A friend of mine recently asked, “How do you maintain a strong marriage with kids?” She was newly married and childless, seeking advice. With a chuckle, I replied, “You start by keeping score, a lot.”
I could sense her surprise—this wasn’t the answer she anticipated. Yet it’s a truth seldom voiced. When discussing marriage and parenting, people often mention the challenges or the importance of spending quality time together. But few openly acknowledge the mental tally we all keep.
Let’s face it: we note who has had less sleep, who has sacrificed more, who does the bulk of the cooking, and who has taken the lead on household chores.
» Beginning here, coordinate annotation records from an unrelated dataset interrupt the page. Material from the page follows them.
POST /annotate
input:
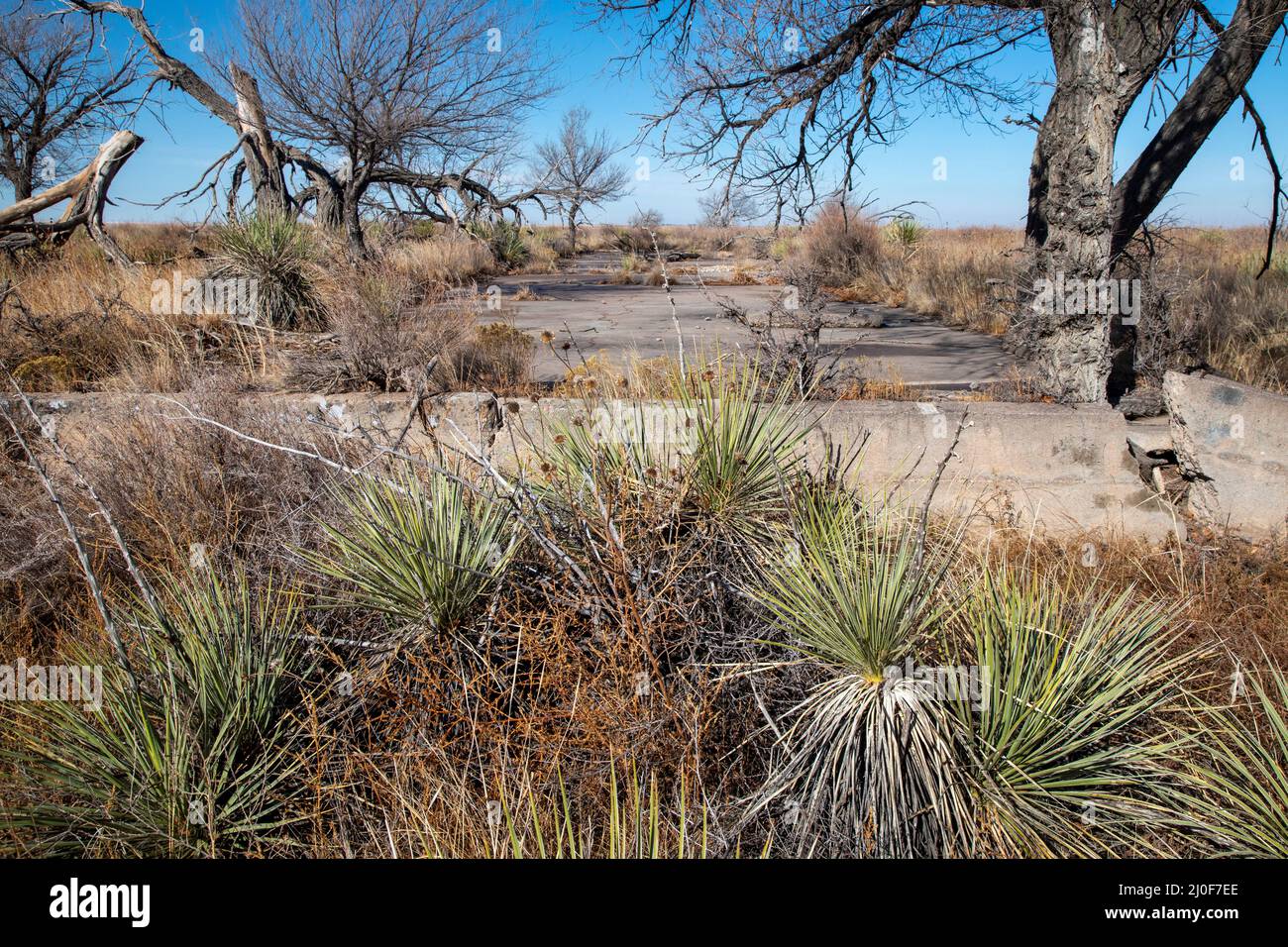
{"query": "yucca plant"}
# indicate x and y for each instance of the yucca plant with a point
(275, 254)
(906, 232)
(188, 757)
(420, 552)
(1070, 729)
(868, 764)
(1236, 783)
(746, 450)
(503, 239)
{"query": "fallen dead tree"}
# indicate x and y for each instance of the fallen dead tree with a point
(86, 192)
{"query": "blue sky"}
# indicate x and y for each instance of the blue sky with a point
(987, 170)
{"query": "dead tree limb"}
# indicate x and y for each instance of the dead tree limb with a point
(88, 191)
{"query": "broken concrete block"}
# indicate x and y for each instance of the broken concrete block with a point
(1232, 444)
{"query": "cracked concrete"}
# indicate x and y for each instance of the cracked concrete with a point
(623, 320)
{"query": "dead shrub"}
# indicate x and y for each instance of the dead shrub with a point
(498, 357)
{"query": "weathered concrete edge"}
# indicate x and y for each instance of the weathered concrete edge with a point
(1059, 470)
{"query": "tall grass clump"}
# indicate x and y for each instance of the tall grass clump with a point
(278, 257)
(1239, 776)
(189, 753)
(420, 552)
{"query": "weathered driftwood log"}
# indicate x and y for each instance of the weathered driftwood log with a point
(88, 193)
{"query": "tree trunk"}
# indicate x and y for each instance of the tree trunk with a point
(1068, 231)
(258, 151)
(353, 222)
(572, 226)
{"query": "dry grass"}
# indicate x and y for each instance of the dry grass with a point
(446, 261)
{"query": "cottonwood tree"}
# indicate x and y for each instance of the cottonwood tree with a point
(728, 208)
(58, 90)
(364, 98)
(773, 93)
(579, 163)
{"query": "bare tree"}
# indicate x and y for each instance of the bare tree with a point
(365, 99)
(579, 165)
(406, 95)
(728, 208)
(58, 88)
(769, 93)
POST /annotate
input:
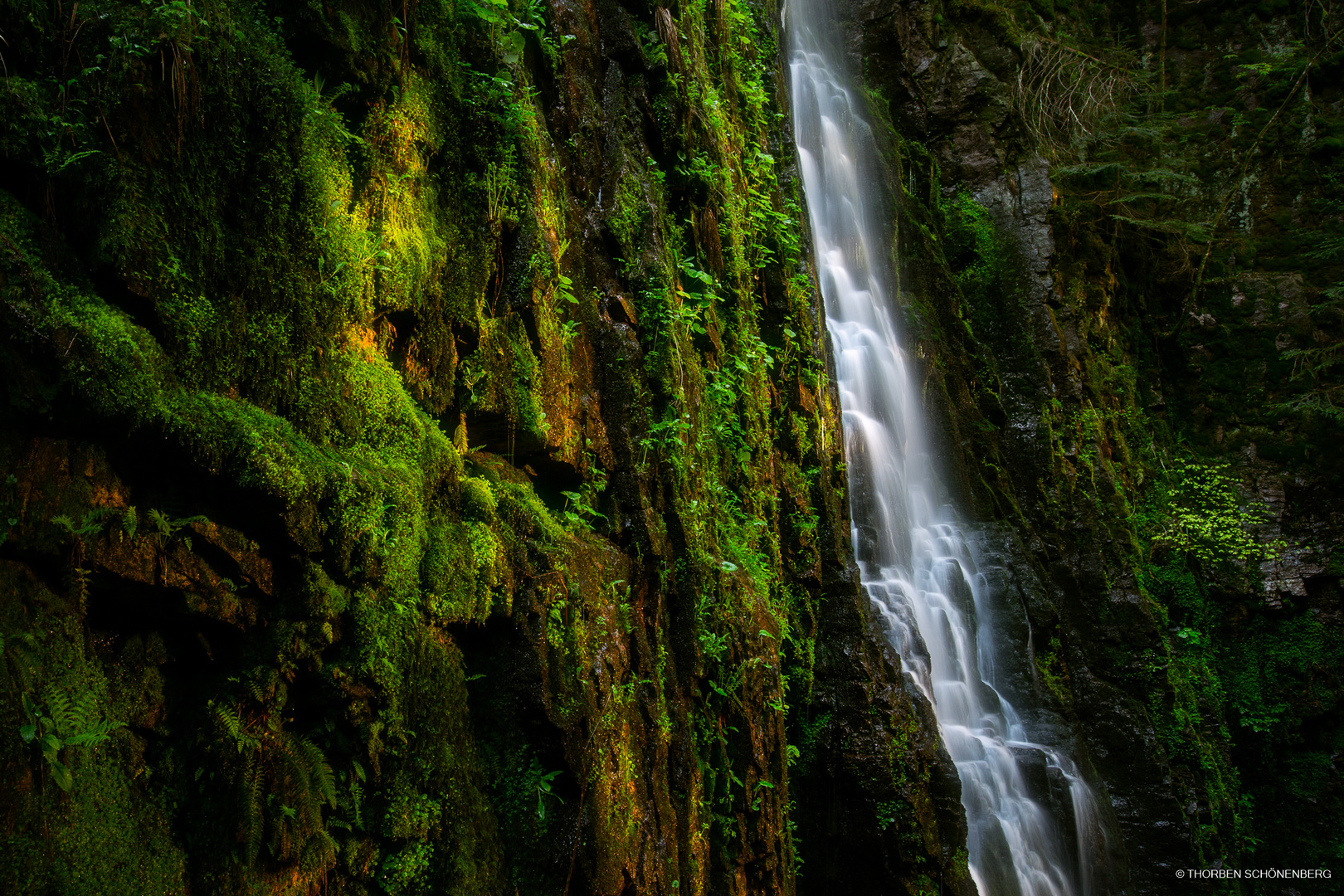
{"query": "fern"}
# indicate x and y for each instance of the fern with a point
(65, 723)
(253, 820)
(319, 772)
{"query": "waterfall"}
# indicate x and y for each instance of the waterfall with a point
(913, 557)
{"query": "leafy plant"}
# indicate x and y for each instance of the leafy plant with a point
(61, 724)
(1198, 509)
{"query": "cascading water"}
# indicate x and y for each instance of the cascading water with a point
(913, 558)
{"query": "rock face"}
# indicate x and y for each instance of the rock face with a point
(422, 466)
(1088, 403)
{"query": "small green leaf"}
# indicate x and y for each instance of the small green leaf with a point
(62, 776)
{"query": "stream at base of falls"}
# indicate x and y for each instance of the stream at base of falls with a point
(914, 559)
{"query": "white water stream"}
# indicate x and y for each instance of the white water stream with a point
(916, 564)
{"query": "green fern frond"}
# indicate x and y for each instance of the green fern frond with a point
(62, 712)
(253, 821)
(320, 777)
(357, 798)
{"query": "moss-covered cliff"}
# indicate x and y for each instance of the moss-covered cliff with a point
(421, 468)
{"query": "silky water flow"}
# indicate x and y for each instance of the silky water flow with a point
(914, 561)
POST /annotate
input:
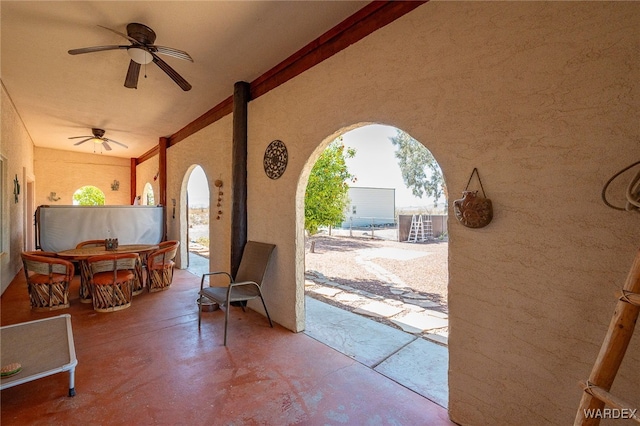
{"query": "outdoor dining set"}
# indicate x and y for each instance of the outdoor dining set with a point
(110, 275)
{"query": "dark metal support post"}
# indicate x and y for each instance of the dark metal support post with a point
(163, 144)
(241, 95)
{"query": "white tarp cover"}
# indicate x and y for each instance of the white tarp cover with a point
(63, 227)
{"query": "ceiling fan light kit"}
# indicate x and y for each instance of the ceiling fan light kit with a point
(140, 56)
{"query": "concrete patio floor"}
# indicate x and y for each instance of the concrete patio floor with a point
(406, 357)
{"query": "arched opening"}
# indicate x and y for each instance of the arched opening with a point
(148, 198)
(372, 292)
(196, 218)
(88, 195)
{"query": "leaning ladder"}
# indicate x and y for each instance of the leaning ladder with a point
(416, 232)
(596, 389)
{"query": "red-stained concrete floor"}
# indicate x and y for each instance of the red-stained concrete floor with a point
(148, 364)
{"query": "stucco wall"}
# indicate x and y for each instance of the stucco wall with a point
(16, 149)
(542, 98)
(64, 172)
(146, 172)
(209, 148)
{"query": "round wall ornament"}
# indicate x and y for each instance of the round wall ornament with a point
(275, 159)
You might track the countless hours spent at the pediatrician or the late-night grocery runs for milk and diapers. It could range from the overflow of dirty socks on the floor to the forgotten toilet paper rolls. Regardless of what’s being counted, these mental marks accumulate, often weighing down the relationship.
Most people shy away from admitting they keep score, yet it’s a reality many face, especially during tough times. When life changes dramatically—like a new baby or a job transition—it’s easy to fall into the trap of tallying who has it tougher.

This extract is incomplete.